En fait, s’il est souhaitable, puisqu’il est prescrit par différentes normes, il n’est pas pour autant indispensable !!!!!
Nous pouvons le comparer suremant à un ordre de réparation dans les grandes concession automobiles, il est obligatoire en concession mais pas indispensable pour les petits garages. Cependant dans les petits garages, si des travaux sont facturés en plus de ce qu'il a été commandé, le client pourra ce voir exempté de payer la facture. Le garagiste par la non réalisation d'un ordre de réparation ne pourra pas s'y opposé.

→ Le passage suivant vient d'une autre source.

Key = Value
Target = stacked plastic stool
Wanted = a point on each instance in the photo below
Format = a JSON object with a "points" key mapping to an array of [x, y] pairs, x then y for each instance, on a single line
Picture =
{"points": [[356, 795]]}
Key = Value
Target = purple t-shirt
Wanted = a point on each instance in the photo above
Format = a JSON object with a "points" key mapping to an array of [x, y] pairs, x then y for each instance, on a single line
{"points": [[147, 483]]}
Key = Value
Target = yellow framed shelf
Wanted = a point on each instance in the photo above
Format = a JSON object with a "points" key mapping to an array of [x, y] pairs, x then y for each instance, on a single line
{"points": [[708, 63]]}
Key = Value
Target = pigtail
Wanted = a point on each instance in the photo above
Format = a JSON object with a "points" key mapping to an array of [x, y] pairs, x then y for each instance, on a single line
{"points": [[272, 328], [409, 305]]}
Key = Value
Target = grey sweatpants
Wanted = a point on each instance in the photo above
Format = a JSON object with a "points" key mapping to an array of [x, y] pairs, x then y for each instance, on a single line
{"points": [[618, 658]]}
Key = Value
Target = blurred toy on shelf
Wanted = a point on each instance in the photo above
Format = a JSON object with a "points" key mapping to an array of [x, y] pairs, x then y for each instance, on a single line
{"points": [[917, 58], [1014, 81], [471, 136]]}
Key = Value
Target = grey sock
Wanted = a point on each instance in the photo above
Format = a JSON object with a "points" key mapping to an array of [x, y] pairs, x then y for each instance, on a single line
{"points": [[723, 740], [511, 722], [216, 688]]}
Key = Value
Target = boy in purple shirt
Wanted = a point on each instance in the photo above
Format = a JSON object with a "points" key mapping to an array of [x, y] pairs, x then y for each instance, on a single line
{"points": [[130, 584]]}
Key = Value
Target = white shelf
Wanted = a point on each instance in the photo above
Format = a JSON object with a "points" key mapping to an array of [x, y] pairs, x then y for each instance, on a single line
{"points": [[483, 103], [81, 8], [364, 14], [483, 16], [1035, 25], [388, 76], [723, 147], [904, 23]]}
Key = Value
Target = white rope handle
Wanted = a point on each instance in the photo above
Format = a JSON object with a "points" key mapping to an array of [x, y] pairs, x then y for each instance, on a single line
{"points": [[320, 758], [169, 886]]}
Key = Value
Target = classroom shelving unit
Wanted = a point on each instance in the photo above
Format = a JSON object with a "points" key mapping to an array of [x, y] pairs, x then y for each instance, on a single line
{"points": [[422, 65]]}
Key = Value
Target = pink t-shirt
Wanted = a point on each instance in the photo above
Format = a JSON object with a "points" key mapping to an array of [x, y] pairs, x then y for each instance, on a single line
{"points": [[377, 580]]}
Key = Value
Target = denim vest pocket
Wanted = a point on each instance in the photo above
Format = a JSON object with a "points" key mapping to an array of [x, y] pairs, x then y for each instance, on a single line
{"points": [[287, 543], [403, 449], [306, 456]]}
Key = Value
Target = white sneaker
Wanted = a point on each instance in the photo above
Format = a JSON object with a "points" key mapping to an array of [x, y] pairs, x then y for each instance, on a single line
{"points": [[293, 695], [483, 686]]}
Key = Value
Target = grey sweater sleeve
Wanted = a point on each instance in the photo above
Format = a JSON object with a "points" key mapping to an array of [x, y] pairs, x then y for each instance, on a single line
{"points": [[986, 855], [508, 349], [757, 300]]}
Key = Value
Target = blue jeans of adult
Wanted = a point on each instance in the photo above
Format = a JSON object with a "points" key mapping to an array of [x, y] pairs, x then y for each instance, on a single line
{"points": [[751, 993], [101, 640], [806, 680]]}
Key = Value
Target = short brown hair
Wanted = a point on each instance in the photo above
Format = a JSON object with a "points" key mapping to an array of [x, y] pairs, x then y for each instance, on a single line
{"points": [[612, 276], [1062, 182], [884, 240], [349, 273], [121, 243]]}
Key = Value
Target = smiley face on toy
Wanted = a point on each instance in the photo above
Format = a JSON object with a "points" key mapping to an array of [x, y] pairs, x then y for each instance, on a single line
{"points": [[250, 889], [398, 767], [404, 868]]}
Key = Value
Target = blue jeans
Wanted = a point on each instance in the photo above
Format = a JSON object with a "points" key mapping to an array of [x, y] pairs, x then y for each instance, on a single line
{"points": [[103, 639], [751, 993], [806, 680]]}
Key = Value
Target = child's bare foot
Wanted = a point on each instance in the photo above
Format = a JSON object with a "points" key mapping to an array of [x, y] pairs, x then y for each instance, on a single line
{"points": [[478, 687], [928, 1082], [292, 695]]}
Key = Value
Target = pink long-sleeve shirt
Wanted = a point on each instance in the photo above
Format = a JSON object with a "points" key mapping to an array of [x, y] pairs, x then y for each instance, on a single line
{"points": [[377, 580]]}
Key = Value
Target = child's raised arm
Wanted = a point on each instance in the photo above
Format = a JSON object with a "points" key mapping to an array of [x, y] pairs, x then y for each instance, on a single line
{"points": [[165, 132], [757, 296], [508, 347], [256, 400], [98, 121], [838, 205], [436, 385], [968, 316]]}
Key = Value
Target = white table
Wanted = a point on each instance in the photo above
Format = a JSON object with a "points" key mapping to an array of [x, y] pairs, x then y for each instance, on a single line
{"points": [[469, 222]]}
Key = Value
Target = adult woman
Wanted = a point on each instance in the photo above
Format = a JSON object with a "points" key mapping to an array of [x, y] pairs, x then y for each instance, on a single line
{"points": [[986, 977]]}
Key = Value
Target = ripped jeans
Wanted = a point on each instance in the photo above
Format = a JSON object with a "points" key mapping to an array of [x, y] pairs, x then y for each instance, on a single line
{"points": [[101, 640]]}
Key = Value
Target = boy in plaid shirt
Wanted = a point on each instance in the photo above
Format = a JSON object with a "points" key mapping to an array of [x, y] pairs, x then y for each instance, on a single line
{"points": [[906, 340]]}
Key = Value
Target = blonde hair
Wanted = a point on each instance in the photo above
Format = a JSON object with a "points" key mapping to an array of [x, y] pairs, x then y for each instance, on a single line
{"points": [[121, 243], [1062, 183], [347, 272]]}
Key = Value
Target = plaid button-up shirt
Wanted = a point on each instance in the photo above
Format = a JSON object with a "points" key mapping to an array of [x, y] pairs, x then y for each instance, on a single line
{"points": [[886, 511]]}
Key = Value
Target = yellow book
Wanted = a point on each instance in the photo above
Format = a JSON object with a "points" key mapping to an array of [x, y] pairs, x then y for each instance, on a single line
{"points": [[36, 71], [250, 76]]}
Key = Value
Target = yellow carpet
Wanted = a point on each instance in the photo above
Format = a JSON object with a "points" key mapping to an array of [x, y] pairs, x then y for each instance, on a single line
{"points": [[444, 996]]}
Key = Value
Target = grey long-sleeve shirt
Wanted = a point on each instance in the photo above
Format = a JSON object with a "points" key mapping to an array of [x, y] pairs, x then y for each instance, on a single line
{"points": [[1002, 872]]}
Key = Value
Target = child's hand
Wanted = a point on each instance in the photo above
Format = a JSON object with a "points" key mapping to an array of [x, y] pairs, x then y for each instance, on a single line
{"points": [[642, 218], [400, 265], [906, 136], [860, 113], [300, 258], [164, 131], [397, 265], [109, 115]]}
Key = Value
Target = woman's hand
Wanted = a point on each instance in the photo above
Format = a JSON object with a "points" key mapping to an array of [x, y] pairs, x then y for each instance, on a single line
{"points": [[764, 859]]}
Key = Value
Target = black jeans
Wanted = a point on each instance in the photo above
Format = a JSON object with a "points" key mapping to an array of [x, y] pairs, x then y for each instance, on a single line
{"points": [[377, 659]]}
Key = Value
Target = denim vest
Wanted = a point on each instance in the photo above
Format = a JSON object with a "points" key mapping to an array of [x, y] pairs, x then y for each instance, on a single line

Si l'ordre de mission peut être utile pour définir les modalités de la mission, il faut savoir qu’il ne protège le diagnostiqueur que vis-à-vis de son client.
La relation du diagnostiqueur avec son environnement juridique présente deux aspects : il y a le donneur d’ordre, le client, qui peut être le vendeur ou son représentant (agent immobilier, notaire) et l’acquéreur.
Avec le vendeur la relation est contractuelle tandis qu’avec l’acquéreur elle peut éventuellement être délictuelle.
Lorsque celui-ci est établi, il a pour rôle de définir les conditions de la mission tant au niveau de son coût que des modalités d’intervention.
Il va relater des informations importantes :
- L'objet de la mission
- Le d'onneur d'ordre ou (sur déclaration de l'intéressé)
- La désignation du propriétaire
Désignation du ou des bâtiments
Il précise aussi de l'importance des documents qui doivent être fournis lors de la mission pour établir un bon diagnostic :
* Il est de l’obligation du propriétaire/ donneur d’ordre de fournir tous documents (Diagnostics, recherche, travaux, etc.) et
informations dont il aurait connaissance (exemple : présence de parasites du bois, matériaux amiantés,...) relatifs à la présente
mission.
Il rapelle les spécificités des différentes missions de diagnostics. C'est pourquoi, les organismes de certifications nous obligent à réaliser l'ordre de mission, c'est une sorte de contrat valable mais n’a d’effet qu’entre le diagnostiqueur et son client, le vendeur.
Il est donc rare que le vendeur recherche la responsabilité du diagnostiqueur dans la mesure où, dès lors que le diagnostiqueur était certifié et assuré, la clause d’exonération des vices cachés contenue dans l’acte de vente à son profit, a été parfaitement validée et qu’ainsi l’acquéreur ne peut plus se retourner contre lui.